The Science of Environmental Justice: Can Green Chemistry Change Our World?

byCatherine Salvin
Fundamentally, environmental justice can be defined as the right of all people-regardless of race or class-to live, work, play, and learn in healthy, safe environments. The Southeast corner of San Francisco, where our school is located and almost all of my students live, is a case study in environmental injustice, carrying a hugely inequitable toxic burden compared to the rest of the city. This unit utilizes chemistry as a means of better understanding the toxicity our community faces, and draws upon green chemistry for its potential to address environmental injustice.
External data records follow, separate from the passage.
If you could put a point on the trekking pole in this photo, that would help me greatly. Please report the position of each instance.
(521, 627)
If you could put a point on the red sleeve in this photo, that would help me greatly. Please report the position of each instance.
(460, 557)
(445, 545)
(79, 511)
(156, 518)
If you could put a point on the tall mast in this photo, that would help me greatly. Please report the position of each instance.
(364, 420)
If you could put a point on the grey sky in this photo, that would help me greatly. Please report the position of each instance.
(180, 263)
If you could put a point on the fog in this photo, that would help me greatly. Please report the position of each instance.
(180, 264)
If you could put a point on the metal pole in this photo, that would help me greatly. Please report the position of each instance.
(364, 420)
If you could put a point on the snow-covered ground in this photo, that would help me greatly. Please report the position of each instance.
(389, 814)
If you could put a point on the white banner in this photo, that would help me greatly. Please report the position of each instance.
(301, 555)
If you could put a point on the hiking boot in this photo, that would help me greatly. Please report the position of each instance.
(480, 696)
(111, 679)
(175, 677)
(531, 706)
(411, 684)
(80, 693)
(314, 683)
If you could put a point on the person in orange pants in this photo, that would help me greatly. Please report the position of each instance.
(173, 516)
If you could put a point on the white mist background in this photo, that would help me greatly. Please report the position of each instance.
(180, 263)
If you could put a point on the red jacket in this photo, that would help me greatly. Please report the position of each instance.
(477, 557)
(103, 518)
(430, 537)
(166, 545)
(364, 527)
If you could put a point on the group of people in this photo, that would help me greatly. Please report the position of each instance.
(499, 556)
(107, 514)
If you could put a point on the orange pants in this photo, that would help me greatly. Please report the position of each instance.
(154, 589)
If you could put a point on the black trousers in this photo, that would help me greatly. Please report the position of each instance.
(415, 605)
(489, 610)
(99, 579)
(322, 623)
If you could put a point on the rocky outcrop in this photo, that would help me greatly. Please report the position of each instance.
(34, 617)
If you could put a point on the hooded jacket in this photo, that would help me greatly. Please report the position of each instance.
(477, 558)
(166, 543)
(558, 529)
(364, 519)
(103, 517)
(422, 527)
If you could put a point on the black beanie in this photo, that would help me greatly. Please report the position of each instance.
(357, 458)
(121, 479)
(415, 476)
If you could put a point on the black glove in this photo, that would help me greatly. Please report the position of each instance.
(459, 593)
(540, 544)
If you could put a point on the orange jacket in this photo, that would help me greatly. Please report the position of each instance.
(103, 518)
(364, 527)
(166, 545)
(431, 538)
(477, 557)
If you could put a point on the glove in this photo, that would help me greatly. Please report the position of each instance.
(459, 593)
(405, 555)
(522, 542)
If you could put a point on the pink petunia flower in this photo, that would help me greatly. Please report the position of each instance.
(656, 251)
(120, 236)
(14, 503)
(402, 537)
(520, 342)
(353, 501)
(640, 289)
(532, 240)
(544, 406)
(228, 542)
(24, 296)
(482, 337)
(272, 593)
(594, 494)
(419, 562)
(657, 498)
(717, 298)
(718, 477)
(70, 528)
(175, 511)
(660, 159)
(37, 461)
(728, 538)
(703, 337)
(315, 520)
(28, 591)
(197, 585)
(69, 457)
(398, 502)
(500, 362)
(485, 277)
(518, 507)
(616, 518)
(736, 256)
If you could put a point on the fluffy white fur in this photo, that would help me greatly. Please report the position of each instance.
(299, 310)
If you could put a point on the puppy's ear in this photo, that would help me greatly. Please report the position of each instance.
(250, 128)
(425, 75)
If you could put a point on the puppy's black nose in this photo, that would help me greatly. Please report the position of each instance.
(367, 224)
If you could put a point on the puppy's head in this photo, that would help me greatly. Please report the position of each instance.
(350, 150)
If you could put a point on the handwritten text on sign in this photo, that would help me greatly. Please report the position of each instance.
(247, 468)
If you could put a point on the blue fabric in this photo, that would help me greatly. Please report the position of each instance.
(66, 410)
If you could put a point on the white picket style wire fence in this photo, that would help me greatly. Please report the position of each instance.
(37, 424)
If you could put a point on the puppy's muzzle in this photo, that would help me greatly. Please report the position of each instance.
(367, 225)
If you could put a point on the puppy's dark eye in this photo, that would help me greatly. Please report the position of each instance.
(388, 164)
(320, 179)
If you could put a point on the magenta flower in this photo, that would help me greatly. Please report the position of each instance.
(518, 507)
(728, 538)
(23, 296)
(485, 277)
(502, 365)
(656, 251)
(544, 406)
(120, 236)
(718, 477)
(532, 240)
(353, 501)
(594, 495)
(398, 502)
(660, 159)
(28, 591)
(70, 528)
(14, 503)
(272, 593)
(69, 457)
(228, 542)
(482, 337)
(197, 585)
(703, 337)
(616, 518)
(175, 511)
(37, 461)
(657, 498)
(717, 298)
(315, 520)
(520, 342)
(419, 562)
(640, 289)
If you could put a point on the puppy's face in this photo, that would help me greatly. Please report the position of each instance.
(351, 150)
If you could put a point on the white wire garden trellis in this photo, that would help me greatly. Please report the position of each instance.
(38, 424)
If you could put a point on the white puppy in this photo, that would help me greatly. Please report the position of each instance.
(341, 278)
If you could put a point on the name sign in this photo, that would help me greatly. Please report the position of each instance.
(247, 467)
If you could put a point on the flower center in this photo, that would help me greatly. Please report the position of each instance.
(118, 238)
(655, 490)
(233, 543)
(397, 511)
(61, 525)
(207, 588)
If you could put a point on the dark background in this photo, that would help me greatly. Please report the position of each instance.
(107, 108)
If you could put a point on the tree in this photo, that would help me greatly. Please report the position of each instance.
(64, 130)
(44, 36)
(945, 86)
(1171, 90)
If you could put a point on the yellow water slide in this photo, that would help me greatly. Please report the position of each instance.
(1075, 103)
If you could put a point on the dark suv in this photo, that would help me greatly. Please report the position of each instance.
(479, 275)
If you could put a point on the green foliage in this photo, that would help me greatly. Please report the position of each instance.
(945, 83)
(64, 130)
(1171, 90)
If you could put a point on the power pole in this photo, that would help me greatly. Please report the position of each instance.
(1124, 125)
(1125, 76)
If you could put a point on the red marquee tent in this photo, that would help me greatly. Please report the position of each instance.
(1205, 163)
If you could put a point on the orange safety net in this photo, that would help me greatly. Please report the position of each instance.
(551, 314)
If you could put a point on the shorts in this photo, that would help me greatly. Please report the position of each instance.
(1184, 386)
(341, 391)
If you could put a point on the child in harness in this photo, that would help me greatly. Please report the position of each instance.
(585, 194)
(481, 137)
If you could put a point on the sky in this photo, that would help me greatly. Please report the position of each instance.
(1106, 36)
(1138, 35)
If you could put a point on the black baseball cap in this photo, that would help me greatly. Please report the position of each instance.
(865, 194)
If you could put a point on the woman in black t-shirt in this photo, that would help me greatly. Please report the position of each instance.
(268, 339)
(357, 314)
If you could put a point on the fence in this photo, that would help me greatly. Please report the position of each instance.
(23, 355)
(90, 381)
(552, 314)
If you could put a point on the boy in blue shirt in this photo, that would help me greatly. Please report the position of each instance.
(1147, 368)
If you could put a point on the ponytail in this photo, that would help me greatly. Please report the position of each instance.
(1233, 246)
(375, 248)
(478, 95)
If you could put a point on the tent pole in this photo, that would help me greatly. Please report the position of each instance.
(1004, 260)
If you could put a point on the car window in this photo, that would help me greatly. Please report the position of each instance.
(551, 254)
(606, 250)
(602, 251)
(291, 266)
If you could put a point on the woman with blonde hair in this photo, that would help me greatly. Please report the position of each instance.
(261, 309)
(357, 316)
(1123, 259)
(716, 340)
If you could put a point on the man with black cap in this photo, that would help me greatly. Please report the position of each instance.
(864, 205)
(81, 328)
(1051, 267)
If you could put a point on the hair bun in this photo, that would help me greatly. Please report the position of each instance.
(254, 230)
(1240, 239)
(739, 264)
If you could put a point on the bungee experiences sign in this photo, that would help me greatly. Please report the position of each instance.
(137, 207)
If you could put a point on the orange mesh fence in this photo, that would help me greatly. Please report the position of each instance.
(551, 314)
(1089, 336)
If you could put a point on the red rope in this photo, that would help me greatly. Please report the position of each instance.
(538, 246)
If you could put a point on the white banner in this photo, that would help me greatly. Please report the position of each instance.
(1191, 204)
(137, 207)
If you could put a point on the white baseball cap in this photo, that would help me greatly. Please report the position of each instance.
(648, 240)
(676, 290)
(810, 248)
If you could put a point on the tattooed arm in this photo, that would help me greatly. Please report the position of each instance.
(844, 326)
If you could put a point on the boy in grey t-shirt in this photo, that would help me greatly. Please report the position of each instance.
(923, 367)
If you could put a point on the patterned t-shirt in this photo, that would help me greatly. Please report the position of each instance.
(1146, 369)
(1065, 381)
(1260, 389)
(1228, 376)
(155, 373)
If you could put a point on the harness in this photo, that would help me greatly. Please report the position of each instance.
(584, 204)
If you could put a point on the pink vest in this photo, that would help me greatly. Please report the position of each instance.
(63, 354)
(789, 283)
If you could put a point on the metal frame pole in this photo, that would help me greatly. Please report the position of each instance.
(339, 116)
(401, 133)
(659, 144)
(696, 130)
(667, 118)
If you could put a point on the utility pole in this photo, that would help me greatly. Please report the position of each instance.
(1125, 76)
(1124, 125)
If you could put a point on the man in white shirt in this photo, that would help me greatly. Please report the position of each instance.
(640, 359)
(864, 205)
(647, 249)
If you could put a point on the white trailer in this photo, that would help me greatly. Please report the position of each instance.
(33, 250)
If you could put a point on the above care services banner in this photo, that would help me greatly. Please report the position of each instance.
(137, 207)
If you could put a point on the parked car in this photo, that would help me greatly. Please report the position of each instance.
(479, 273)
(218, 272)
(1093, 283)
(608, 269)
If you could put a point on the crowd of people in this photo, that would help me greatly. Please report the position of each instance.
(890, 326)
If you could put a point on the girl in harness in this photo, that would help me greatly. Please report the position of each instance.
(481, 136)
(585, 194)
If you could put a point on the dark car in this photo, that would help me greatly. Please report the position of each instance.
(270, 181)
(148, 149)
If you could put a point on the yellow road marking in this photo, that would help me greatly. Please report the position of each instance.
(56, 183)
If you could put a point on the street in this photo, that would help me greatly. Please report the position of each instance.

Through studying the fundamentals of chemistry-atomic structure, chemical bonds, polarity, ions and isotopes-students will understand four categories of toxicity present around them: reactivity, solubility, radioactivity, and volatility. Examining the atomic and molecular structures shared within these families of toxins will allow students to identify what makes a toxin toxic, and how each type of toxin can affect human health and the environment. Students will then turn to the field of green chemistry, analyzing its principles and practice to determine its potential and limitations in offering solutions that will help achieve environmental justice.


Comments (1)

    Brendan Haggerty (The Greene School, West Greenwich, RI)
    Subject taught: Chemistry, Grade: 10
    Inquiry about curriculum
    Hello,

    I am a public charter school teacher who is trying to increase the amount of local investigations my chemistry students do with local \"waste\" issues in Rhode Island. I have struggled with finding curriculum resources that will meet the needs of my students and I was wondering if you could recommend or share any resources.

    Thank you very much for this post and your time.